John Wright Patman

John Wright Patman

John Wright Patman was born in Cass County, Texas, on 6th August, 1893. He graduated from law department of Cumberland University, Tennessee in 1916. He was admitted to the bar and worked as a lawyer in Hughes Springs, Texas.

During the First World War Patman served in the United States Army. He enlisted as a private but later became a machine-gun officer.

A member of the Democratic Party, Patman was elected to the House of Representatives in Texas in 1921. He left three years later when he was appointed district attorney to the fifth judicial district of Texas (1924-29).

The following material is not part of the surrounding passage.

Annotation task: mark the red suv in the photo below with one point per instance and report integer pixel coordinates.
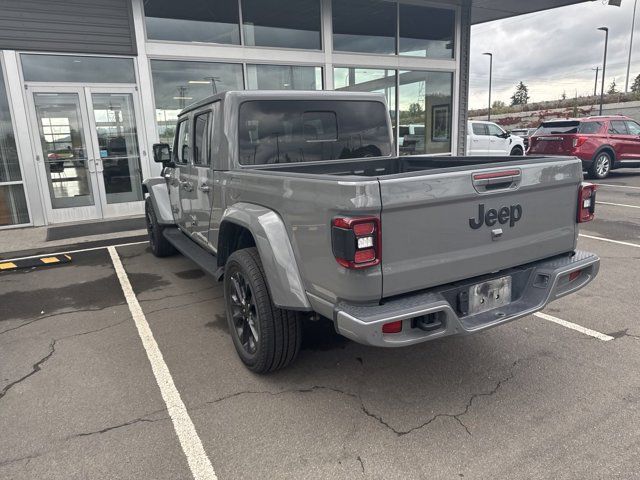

Patman was elected to Congress in March 1929. He was a strong critic of the economic policies of President Herbert Hoover and in 1932 introduced the Veteran's Bonus Bill which mandated the immediate cash payment of the endowment promised to the men who fought in the war.

In May 1932, 10,000 of these ex-soldiers marched on Washington in an attempt to persuade Congress to pass the Patman Bill. When they arrived in the capital the Bonus Marchers camped at Anacostia Flats, an area that had formerly been used as an army recruiting centre. They built temporary homes on the site and threatened to stay there until they received payment of money granted to them by Congress.

When Congress defeated the Bonus Bill in June the veterans were ordered to leave Washington. When they refused to do so they were driven forcibly from their camps on 28th July, by troops under the command of General Douglas MacArthur. MacArthur, controversially used tanks, four troops of cavalry with drawn sabers, and infantry with fixed bayonets, on the ex-serviceman. He justified his attack on former members of the United States Army by claiming that the country was on the verge of a communist revolution.

Patman was a great supporter of President Franklin D. Roosevelt and his New Deal. He was also instrumental in the passing of the Federal Anti-Price Discrimination Act and the Federal Credit Union Act of 1934. Patman tried again the get the Veteran's Bonus Bill passed by Congress after Roosevelt came to power. This time he gained the support of important political figures such as Huey P. Long and Father Charles Coughlin. In 1936 the Veteran's Bonus Bill was eventually passed over the veto of President Roosevelt. The enactment of this law culminated 17 years of agitation by the veterans for the payment of this bonus.

After the Second World War Patman played an important role in the passing of the Full Employment Act (1946), the British Loan Act (1946), the Housing Act (1946) and the Defense Production Act (1950). He was also chairman of the Select Committee on Small Businesses (1955-63) and the Committee on Banking and Currency (1963-75).

John Wright Patman died in Maryland on 7th March, 1976.